When should you use Hasura Actions versus Event Triggers, and how do they differ? Actions and event triggers both involve webhooks, but serve different purposes. Actions extend Hasura's GraphQL schema with custom business logic: an action defines a new mutation or query type in the Hasura schema (createPaymentIntent(amount: Int!): PaymentResult!) that calls a webhook handler (Node.js, Python, any HTTP server) when invoked — the action is triggered by a client GraphQL request, executes synchronously or asynchronously, and returns a typed response that integrates into the Hasura schema. Use actions for: operations requiring external API calls (Stripe, SendGrid), complex business logic that transforms or validates data before writing, and any operation that shouldn't be a direct database write. Event triggers are database-change-driven: Hasura creates a PostgreSQL trigger on the table and fires a webhook when rows are inserted, updated, or deleted — the trigger is asynchronous, retried on failure, and delivers a payload with old and new row data. Use event triggers for: side effects that should happen after a database change regardless of which operation caused it (sync to CRM when user is created, send notification when order status changes), event sourcing patterns, and audit logging. The key distinction: actions are request-driven (client explicitly calls them), event triggers are data-driven (any change to the table fires them).

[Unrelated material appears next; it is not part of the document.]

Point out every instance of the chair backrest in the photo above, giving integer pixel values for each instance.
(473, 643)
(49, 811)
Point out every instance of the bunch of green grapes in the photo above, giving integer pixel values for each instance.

What is the difference between Hasura's live queries and streaming subscriptions? Hasura supports two real-time subscription mechanisms. Live queries (polling-based): Hasura runs the query against the database at a configurable polling interval (default 1 second), diffs the result against the last delivered payload, and pushes only if the data changed. The client receives the full current dataset on each update. This is simple to use but creates constant database load proportional to the number of live subscribers and the polling interval. Streaming subscriptions (cursor-based, Hasura 2.7+): instead of polling the full dataset, streaming subscriptions use a cursor (typically id or created_at) and query for rows WHERE cursor_field > last_cursor — delivering only new rows appended after the subscription started. This is efficient for append-only tables (event logs, messages, activity feeds) because database load is proportional to new data volume rather than subscriber count. When to use each: live queries for small, frequently-changing datasets where the client needs the full current state (live scores, order status); streaming subscriptions for high-volume append-only data where the client needs to receive new events without re-fetching the full history (chat messages, audit logs, event feeds). For very high concurrency, Hasura's multiplexed subscriptions batch similar queries together, executing one database query for multiple subscribers with similar parameters.